Gli Esseni a Qumran? Nuove scoperte suscitano gli interrogativi degli esperti

| 1477 hits

Di Mirko Testa

GERUSALEMME, lunedì, 29 gennaio 2007 (ZENIT.org).- La scoperta di una latrina di 2.000 anni fa presso Qumran, uno dei siti archeologici più importanti nel mondo, secondo alcuni studiosi, sembra portare nuovi argomenti a favore della presenza degli Esseni nell’insediamento.

Tre ricercatori sostengono che l’area rinvenuta, destinata ai “servizi”, prova che in quell’epoca gli Esseni abitarono la zona, spiega lo Studium Biblicum Franciscanum di Gerusalemme.

“Fino ad oggi i reperti scoperti a Qumran sono notevoli: i resti di un insediamento con un acquedotto e bagni rituali, antiche calzature e ceramica, i Rotoli del Mar Morto”, ha reso noto questa Facoltà di Scienze Bibliche ed Archeologia.

I Rotoli, che includono frammenti dell’Antico Testamento e trattati sulla vita comunitaria e sulla guerra apocalittica, hanno contribuito notevolmente alla comprensione sia dell’ebraismo che del cristianesimo.

“Ora, grazie al lavoro di un antropologo israeliano, uno studioso americano e una scienziata francese, alle precedenti scoperte se ne può aggiungere un’altra”: escrementi umani.

Dai primi scavi negli anni Cinquanta, l’opinione dominante affermatasi tra gli studiosi fu che l’insediamento fosse appartenuto ai monaci esseni, inflessibili nell’osservare le rigide regole di purità rituale e del celibato ed estensori di molti dei Rotoli rinvenuti a Qumran.

Una corrente posteriore, ridiscutendo i dati archeologici e le fonti, ha sostenuto che gli abitanti di Qumran fossero coltivatori, vasai o soldati, e che non avessero alcun legame con gli Esseni. I Rotoli vennero scritti a Gerusalemme e poi messi in salvo nelle caverne da rifugiati ebrei in fuga dalla conquista dei Romani del I secolo.

Giuseppe Flavio racconta che, secondo le loro regole, gli Esseni, per espletare le loro funzioni, dovevano allontanarsi dall’abitato, scavare un buco profondo un piede, e in seguito richiudere il buco. Sulla base di questa indicazione, l’antropologo Joe Zias e l’esperto dei Rotoli del Mar Morto James Tabor hanno voluto dare uno sguardo alla latrina.

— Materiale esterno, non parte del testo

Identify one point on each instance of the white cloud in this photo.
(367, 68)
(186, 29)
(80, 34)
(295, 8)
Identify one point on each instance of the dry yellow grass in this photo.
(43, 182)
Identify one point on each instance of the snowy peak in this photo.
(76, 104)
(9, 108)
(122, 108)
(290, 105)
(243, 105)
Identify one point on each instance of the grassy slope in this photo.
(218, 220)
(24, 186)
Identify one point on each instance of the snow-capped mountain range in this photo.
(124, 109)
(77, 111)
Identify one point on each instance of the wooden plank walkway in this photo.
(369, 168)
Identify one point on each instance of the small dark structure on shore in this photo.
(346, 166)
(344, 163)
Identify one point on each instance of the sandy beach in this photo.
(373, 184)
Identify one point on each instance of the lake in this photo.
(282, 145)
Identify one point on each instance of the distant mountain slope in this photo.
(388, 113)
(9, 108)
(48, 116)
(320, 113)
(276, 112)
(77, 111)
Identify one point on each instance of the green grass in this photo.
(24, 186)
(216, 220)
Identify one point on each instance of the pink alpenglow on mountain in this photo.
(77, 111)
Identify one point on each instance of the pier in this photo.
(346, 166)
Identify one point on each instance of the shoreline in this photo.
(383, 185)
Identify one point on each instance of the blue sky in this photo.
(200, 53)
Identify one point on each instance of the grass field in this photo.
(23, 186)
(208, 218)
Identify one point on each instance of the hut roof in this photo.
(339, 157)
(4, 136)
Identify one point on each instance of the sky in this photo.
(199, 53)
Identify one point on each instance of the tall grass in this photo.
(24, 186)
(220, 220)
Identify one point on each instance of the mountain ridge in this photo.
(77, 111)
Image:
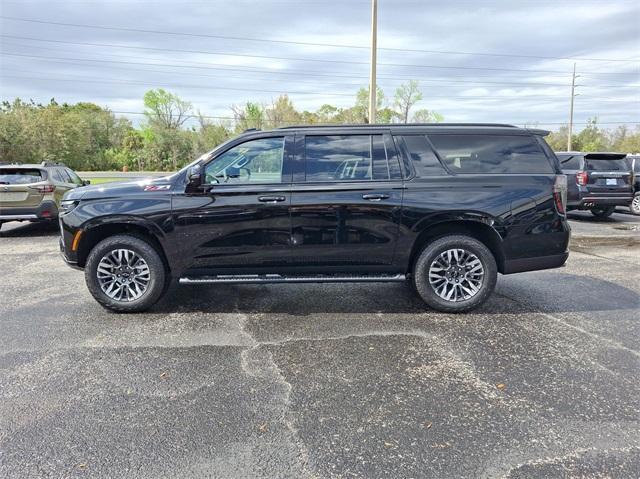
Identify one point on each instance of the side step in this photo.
(277, 278)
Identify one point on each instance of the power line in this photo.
(214, 117)
(291, 42)
(109, 45)
(173, 65)
(535, 97)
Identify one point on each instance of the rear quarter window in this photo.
(491, 154)
(606, 165)
(424, 160)
(17, 176)
(569, 162)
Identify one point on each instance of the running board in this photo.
(277, 278)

Partendo da queste indagini hanno dedotto che l’esistenza degli escrementi lontani dal sito è una prova della presenza degli Esseni a Qumran. Le tracce degli escrementi sotterrati sono state rinvenute, sopra la collina, a nove minuti di cammino dall’insediamento.

Stephanie Harter-Lailheugue, una scienziata specializzata in parassiti antichi, vi ha riscontrato segni di presenza di vermi parassiti e di altri due parassiti dell’intestino che si trovano solo negli escrementi umani. Non si può sapere con esattezza a quando risalgono questi ultimi che, non è escluso, possono essere stati lasciati dai Beduini, anche se non sembra sia costume dei nomadi ricoprirli con la terra.

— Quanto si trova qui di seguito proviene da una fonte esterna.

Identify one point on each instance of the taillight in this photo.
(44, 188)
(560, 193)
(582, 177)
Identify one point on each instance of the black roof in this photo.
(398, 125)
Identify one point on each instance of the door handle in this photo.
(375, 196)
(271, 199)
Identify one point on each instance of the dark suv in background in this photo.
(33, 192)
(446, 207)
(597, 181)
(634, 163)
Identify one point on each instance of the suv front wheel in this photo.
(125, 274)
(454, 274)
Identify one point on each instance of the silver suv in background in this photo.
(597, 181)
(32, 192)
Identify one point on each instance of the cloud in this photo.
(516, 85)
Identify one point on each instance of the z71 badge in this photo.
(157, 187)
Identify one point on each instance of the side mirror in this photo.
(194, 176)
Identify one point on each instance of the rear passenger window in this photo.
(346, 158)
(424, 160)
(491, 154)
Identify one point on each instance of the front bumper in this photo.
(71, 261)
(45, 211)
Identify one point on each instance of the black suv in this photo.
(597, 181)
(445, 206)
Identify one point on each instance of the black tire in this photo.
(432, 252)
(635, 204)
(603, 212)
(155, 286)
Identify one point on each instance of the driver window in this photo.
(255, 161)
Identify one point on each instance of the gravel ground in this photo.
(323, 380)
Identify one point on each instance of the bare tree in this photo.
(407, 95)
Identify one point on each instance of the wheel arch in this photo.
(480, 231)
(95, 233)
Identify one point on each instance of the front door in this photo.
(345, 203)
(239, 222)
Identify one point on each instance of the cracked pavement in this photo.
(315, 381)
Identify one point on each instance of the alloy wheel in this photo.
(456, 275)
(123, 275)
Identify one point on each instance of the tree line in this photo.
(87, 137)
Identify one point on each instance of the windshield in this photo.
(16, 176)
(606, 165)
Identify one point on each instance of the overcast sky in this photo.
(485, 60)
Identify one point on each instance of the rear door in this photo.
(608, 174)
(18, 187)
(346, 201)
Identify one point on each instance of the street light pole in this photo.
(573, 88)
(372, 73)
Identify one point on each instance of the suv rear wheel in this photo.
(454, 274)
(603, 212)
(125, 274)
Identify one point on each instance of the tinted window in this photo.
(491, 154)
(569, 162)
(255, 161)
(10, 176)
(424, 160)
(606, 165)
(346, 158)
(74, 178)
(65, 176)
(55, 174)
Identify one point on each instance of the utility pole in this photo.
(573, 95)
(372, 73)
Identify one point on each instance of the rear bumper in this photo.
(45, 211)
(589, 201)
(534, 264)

“Sta di fatto che già era stata identificata una latrina a Qumran e proprio all’interno dell’insediamento. Zias pensa a servizi di emergenza: non sempre si possono attendere nove minuti prima di andare in bagno”, spiega lo Studium Biblicum Franciscanum di Gerusalemme.

Norman Golb, professore di storia all’università di Chicago e critico nei confronti del legame tra Qumran e gli Esseni, ha definito la pubblicazione “un’affermazione scandalosa”. Secondo lui, non vi sono connessioni tra il ritrovamento e la presenza degli Esseni a Qumran.

L’esperto dei Rotoli del Mar Morto Stephen Pfann, dell’University of the Holy Land di Gerusalemme, è del parere che, sebbene la scoperta dei parassiti non sia del tutto chiara, può essere ad ogni modo indicativa.

Pfann aggiunge che a Qumran possono essersi avvicendati diversi abitanti in periodi successivi: prima Giudei della dinastia (Asmonei) nel II secolo; poi un gruppo di monaci esseni fuggiti in seguito a un terremoto, rimpiazzati più tardi da un gruppo di coltivatori esseni; poi di nuovo un gruppo di ascetici esseni; infine ribelli giudei, quando la Giudea crollò sotto la pressione delle legioni romane.